Heather (or Cheryl, or Alessa) lived on the run her whole life. She’s the reincarnation of Harry’s daughter from the original Silent Hill, who is a reincarnation in turn of a psychic child raised by a cult to give birth to a God. She dresses pragmatically, wearing flat-footed boots and a sleeveless vest with several pockets. More importantly, there’s nothing on her you can grab onto—she wears her hair short and has no jewelry other than a pendant her dad told her to never take off. She can easily slip out of a situation while her chunky clothes conceal her form, her dyed hair masks her identity. The only thing she can’t hide is the considerable angst her face gives away.

Silent Hill 3’s scares feel so visceral because they are random. Heather’s mundane fears transform into a rusted hell. She creeps through exaggeratedly bleak, interconnected urban landscapes: a mall, a subway station, an apartment complex. Marginalized people live in fear of these random acts of violence every day—in these public places, walking home, day or night. Heather’s marginalized identity intersects directly with her trauma. She hates her reflection. She sees an imitator. She’s also deathly afraid of fire, a fear she inherited from Alessa’s memories of full-thickness burns as a young girl. She hates hospitals for the same reason. Heather’s genetic memory exists as a cycle of retraumatization. She reaches adolescence three times and struggles with the creeping surveillance of the cult.

It’s not something she can escape; she can only find moments of respite with her dad while they move from place to place and she rearranges her identity again and again. Those moments, in among pain, become Heather’s most precious memories, her small sanctuary from a life’s worth of grief.

Ultimately, Heather’s real struggles are internal. She rapidly deadens to the meaningless chaos of the Nightmare World. She rationalizes her own fear responses to the uncanny—”It’s just a roasted dog anyway. I shouldn’t let that creep me out.” Instead, she feels like a stranger in her body. She grapples with an overwhelming desire for revenge, a solution to her grief. Late in the game, Heather is assailed by a rotten doppelganger with black hair who she must defeat four times before proceeding. The main obstacle in her recovery is herself, and her struggles are mostly invisible to everyone outside. Similarly, if a problem can be externalized, it can be severed. It doesn’t have to be her problem anymore. She can disentangle herself from an unforgiving world.

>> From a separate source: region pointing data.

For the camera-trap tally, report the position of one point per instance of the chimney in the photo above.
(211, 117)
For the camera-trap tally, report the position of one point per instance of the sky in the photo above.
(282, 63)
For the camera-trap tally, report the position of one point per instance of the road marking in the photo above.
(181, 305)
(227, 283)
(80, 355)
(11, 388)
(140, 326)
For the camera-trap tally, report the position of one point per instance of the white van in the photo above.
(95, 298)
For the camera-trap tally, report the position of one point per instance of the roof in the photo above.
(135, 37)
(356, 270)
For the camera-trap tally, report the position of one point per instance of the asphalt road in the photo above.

In the game’s climax, Heather vomits up the incomplete God’s stillborn body—the curse she’d been gestating for years. In rejecting God, Heather runs towards her fractured self, the memories she’d suppressed, and embraces them. She looks to a future where she can remove her trauma like a parasite, extract it and kill it.

That’s not a moment of clarity many of us get. My friends still take the long way home in fear they’ll see their abuser by the coffee shop they met at. I still have a shifting relationship with food and with my body. But I still return to “that town” seeking that peace, that moment when my own fragility morphs into shimmery, world-weary comfort.